To figure it out, scientists studied the ADH4 gene that produces an enzyme to break down alcohol. They argued that the enzyme wouldn’t have been produced until early humans started consuming alcohol. They were surprised to find that the ADH4 gene mutated to start producing enzyme responsible for ethanol break-down about 10 million years ago. The ADH4 enzymes are present in the throat, tongue and stomach of primate.
A genetic mutation gave primates ability to metabolize alcohol
Carrigan and his colleagues investigated ADH4 genes from 28 mammals, including 17 primates. They collected gene sequences from well-preserved tissue samples or public database. And then they studied how the ADH4 genes evolved over time. Researchers inserted these genes into bacteria, which manufactured the ADH4 enzymes, to test how effective those genes were at breaking down ethanol and other alcohols.

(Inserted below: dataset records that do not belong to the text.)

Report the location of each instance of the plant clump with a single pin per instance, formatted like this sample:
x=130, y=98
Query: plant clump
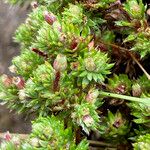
x=83, y=72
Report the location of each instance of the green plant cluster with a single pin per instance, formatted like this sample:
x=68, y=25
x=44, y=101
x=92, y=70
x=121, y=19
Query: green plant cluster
x=81, y=71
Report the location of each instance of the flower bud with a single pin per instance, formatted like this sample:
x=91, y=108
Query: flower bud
x=13, y=69
x=60, y=63
x=34, y=142
x=16, y=140
x=136, y=90
x=88, y=120
x=22, y=94
x=74, y=65
x=121, y=89
x=34, y=4
x=92, y=96
x=49, y=17
x=74, y=44
x=19, y=82
x=7, y=136
x=148, y=11
x=91, y=45
x=90, y=64
x=7, y=81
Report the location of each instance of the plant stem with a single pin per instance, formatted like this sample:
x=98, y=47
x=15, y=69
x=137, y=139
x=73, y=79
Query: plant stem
x=101, y=144
x=131, y=55
x=145, y=101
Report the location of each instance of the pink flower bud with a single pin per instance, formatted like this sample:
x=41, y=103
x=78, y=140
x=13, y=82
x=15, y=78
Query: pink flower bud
x=7, y=136
x=74, y=44
x=88, y=120
x=60, y=63
x=22, y=94
x=49, y=17
x=13, y=69
x=34, y=4
x=92, y=96
x=136, y=90
x=91, y=44
x=7, y=81
x=148, y=11
x=74, y=65
x=121, y=89
x=19, y=82
x=90, y=64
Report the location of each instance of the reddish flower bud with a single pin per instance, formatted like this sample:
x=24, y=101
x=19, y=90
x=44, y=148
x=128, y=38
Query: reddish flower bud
x=7, y=136
x=74, y=44
x=136, y=90
x=49, y=17
x=13, y=69
x=7, y=81
x=74, y=65
x=19, y=82
x=34, y=4
x=90, y=64
x=60, y=63
x=92, y=96
x=148, y=11
x=22, y=94
x=91, y=44
x=121, y=89
x=88, y=120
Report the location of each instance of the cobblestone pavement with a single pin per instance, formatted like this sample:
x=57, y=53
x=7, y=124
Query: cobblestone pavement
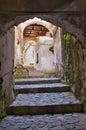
x=37, y=79
x=43, y=99
x=76, y=121
x=59, y=85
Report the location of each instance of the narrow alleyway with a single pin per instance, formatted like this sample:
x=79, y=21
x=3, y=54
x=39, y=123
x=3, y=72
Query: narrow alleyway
x=44, y=104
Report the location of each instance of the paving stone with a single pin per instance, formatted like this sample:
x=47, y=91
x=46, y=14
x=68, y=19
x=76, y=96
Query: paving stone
x=37, y=80
x=45, y=122
x=33, y=88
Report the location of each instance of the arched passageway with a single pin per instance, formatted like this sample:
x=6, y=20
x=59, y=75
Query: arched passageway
x=76, y=52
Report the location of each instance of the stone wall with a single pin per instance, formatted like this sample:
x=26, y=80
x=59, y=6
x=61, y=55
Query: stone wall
x=7, y=64
x=74, y=64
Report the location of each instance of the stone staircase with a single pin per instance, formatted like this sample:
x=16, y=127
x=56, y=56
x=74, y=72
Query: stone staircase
x=37, y=96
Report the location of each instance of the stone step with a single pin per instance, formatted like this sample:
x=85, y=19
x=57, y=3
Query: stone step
x=44, y=103
x=73, y=121
x=36, y=81
x=40, y=88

The results indicated that a single mutation about 10 million years ago gave primates an enhanced ability to break down ethanol. That timing coincided with humans adopting a terrestrial lifestyle. The findings also help explain why humans, gorillas and chimps can metabolize alcohol, but tree-dwelling orangutans can’t. Fruit lying on the forest floor has much higher concentrations of ethanol and fermenting yeast than those hanging on trees.